The reactionary ethos is one that elevates the importance of authority, hierarchy and law over such petty things as “feelings”, “rights”, and “equity” which is the concern of the revolutionary. Just as God must be obeyed in matters of spirit, so too much Caesar be obeyed in matters of law. The true test is our ability to do so when those laws are ones we happen to dislike; everyone follows the law when it’s convenient. However, that principle that the law must always be followed and legitimate authority must always be obeyed is central to what it means to stand on the side of tradition and conservatism. It is the kryptonite to the progressives’ belief there is an unstoppable tide of history and anything that stands in its way must either stand aside or be swept aside. Law is the damn the stops the river, the cut fire that smothers the wild fire, the chain that bound Fenrir. Break that chain and the power and anarchy and chaos is unleashed and foolish stunts like this weaken it.
This is a hard concept for others to understand. We live, after all, in an most unusual time where revolutionaries are celebrated as “liberators” and the stability of authority is decried as “tyranny.” Robin Hood, a thief, is held up as a hero, while the Sheriff of Nottingham, the symbol of law and order, is denounced as a villain. Such inconsistencies as this can be seen everywhere we look in popular culture. We have quite literally been programmed since birth to celebrate rebellion as heroic and authority as evil.
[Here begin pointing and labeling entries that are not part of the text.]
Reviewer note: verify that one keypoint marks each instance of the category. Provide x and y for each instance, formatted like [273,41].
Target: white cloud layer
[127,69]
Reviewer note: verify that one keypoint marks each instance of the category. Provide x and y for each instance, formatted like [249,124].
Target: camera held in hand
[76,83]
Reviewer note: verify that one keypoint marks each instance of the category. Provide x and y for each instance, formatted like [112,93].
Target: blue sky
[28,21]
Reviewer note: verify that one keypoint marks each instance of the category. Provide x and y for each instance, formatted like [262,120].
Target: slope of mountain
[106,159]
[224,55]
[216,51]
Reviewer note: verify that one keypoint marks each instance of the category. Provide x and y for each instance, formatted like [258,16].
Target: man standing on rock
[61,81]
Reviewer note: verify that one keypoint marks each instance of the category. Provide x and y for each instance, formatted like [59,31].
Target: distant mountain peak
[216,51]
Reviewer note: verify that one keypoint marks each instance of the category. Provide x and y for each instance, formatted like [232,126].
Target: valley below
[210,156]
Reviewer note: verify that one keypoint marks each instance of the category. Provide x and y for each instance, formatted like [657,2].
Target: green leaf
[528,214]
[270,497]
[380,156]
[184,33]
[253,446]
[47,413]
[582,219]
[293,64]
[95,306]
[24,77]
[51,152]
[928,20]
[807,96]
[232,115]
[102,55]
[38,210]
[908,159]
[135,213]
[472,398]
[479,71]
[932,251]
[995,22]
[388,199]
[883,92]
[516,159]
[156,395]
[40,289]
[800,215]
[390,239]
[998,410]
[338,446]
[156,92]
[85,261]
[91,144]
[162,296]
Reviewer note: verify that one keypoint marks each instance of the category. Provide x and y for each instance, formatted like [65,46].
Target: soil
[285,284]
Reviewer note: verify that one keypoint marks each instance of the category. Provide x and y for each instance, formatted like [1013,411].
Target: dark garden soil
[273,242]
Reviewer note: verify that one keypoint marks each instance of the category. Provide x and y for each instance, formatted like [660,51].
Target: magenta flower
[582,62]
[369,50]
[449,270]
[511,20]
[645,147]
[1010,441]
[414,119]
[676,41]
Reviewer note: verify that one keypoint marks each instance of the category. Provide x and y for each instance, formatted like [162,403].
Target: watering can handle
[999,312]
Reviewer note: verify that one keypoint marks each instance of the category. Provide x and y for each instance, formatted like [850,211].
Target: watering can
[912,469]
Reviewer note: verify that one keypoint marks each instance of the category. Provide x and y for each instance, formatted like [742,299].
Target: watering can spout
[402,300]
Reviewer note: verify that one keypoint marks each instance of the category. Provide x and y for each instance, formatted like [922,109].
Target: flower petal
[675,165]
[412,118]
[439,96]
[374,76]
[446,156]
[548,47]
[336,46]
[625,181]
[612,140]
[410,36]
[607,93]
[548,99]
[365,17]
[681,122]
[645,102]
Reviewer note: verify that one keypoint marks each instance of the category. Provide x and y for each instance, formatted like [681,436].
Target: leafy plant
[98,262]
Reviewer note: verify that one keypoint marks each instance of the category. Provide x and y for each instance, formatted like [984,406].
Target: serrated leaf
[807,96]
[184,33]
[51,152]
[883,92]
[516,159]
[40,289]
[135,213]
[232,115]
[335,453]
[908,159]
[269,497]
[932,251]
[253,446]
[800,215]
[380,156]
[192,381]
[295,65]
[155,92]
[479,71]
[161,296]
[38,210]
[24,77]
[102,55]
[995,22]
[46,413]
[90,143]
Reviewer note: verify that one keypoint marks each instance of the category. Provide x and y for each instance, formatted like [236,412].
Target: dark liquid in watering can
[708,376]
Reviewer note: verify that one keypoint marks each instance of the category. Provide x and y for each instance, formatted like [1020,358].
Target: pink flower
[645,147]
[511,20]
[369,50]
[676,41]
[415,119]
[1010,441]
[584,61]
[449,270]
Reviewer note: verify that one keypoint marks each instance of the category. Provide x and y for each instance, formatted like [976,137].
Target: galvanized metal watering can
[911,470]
Never mind the fact that if everyone acted in such a fashion it would be anarchy, and society would cease to function in any meaningful sense.
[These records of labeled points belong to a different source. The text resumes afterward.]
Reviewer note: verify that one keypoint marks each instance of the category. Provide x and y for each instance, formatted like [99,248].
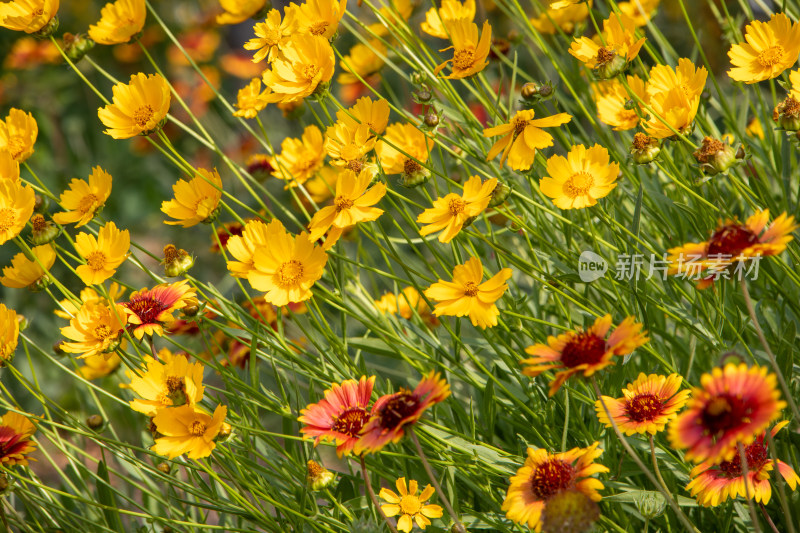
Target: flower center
[550,478]
[583,349]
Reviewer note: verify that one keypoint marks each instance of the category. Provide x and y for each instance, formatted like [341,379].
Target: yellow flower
[16,208]
[168,382]
[139,106]
[304,62]
[352,204]
[96,329]
[187,430]
[29,16]
[467,296]
[287,268]
[771,48]
[195,201]
[453,210]
[119,21]
[299,158]
[450,10]
[84,200]
[103,255]
[469,51]
[522,136]
[24,272]
[578,180]
[18,134]
[409,506]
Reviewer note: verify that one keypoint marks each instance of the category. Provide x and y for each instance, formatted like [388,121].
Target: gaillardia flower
[545,476]
[340,415]
[583,351]
[647,405]
[732,405]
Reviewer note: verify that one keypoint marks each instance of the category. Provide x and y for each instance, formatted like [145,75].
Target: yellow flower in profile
[467,296]
[29,16]
[578,180]
[448,12]
[16,208]
[119,22]
[451,212]
[522,136]
[187,430]
[102,254]
[196,200]
[96,329]
[18,134]
[305,62]
[409,506]
[299,158]
[287,268]
[470,51]
[351,205]
[139,106]
[771,48]
[83,201]
[27,273]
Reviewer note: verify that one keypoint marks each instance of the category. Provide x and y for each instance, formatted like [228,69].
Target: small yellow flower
[139,106]
[103,255]
[771,48]
[195,201]
[119,21]
[409,506]
[84,200]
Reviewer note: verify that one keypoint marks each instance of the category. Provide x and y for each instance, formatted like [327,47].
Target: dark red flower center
[584,348]
[550,478]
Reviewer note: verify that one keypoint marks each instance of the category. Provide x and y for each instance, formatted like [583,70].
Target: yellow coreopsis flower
[102,254]
[195,201]
[470,52]
[187,430]
[16,208]
[83,201]
[451,212]
[578,180]
[18,134]
[467,296]
[27,273]
[522,136]
[771,48]
[139,106]
[119,21]
[351,205]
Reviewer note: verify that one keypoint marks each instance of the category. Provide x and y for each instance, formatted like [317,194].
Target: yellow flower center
[578,184]
[290,273]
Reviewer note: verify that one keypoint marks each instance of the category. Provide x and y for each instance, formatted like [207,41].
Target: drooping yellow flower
[771,48]
[18,134]
[453,210]
[522,136]
[287,268]
[27,273]
[83,201]
[470,51]
[187,430]
[351,205]
[467,296]
[119,21]
[578,180]
[305,62]
[196,200]
[449,11]
[299,158]
[103,254]
[16,208]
Civil disobedience is not an act of courageousness but an act of selfishness. It is you as an individual putting your own personal preferences and likes ahead of needs of generations. Civilization is what makes all that is good in man, and civilization is made by authority and boundaries. For something so important it is terribly fragile. Take that away and we once again become random gangs of brutes roaming from one foraging site and hunting ground to another, leaving no trace in our wake that we were ever there beyond the footprints and extinguished cooking fires left behind. We endanger it at our peril, and elevate those that flout it to our shame.